Error is assigned on the overruling of the demurrer to the petition. The main contention of the demurrer was that the petition failed to allege an express contract between the plaintiff and the deceased that the plaintiff should be paid for the services sued for, and failed to set forth therein "any facts tending to show that the said A. L. Cooper, deceased, became under any legal obligation to pay the plaintiff for such services." "`Ordinarily, when one renders services . . valuable to another, which the latter accepts, a promise is implied to pay the reasonable value thereof, but this presumption does not usually arise in cases between very near relatives.' [Code, § 3-107]. But this court has never decided that on account of relationship, however near, there can be no recovery for services rendered by one relative to another without proof of an express contract." Murrell v.

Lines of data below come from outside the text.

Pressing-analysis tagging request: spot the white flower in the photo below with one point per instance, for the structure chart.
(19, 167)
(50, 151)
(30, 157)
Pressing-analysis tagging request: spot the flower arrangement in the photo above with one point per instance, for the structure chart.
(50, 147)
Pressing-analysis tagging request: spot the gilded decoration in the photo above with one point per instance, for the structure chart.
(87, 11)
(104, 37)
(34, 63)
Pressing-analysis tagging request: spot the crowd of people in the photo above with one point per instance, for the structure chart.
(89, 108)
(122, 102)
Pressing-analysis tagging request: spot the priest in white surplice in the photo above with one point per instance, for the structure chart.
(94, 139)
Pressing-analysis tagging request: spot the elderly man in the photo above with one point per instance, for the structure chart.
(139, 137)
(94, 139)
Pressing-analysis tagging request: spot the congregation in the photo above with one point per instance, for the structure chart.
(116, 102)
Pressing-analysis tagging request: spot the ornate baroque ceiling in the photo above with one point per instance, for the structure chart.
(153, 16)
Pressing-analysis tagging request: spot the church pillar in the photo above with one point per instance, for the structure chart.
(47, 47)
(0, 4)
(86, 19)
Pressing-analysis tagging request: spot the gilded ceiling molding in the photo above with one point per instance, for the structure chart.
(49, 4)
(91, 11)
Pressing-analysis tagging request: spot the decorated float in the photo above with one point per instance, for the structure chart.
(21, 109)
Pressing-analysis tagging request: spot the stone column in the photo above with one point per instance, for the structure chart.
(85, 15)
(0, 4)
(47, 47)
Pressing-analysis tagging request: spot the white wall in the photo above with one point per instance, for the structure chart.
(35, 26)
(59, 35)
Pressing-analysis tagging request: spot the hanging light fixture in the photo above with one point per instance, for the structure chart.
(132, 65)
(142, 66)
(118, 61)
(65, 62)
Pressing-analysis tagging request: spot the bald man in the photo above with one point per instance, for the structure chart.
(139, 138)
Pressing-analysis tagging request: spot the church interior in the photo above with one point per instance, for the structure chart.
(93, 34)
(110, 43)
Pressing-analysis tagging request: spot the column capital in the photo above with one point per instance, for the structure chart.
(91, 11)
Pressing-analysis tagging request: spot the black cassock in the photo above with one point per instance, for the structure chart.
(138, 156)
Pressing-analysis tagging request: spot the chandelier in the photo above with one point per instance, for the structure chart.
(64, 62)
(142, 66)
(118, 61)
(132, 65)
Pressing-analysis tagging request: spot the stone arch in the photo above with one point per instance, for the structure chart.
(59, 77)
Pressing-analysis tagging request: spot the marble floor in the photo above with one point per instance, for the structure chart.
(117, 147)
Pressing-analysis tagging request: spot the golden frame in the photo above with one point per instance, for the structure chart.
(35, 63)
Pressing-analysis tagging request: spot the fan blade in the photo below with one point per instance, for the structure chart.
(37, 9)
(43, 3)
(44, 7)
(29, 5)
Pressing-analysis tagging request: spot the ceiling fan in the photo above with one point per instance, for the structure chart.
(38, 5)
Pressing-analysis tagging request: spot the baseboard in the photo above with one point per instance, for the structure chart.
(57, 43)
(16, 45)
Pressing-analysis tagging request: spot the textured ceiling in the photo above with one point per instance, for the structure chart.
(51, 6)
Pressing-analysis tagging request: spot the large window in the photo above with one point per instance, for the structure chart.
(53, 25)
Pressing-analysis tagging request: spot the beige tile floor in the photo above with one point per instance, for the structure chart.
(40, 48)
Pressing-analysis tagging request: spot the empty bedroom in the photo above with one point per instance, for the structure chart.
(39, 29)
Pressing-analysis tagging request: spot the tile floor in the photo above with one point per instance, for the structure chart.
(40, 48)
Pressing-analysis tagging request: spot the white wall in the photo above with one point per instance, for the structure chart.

Studstill,
While the present petition fails to allege an express contract, it does set forth that the plaintiff had rendered valuable services to the deceased for several years, which were accepted by the latter, and these and the other facts set forth in the petition tended to show that the services were given with the understanding by both of the parties that they were to be paid for by the deceased, or by his executor or administrator after his death. In our opinion the overruling of the demurrer was not error. The evidence while in *Page 216 sharp conflict authorized the verdict, and the court did not err in refusing to grant a new trial.
Judgment affirmed. MacIntyre and Guerry, JJ., concur.
Concurrence Opinion
I think the allegation that the deceased had lived in the plaintiff's home for a year before he became disabled and had paid board during that time was a sufficient surrounding circumstance to authorize the allegation that further board and services furnished him were to be paid for.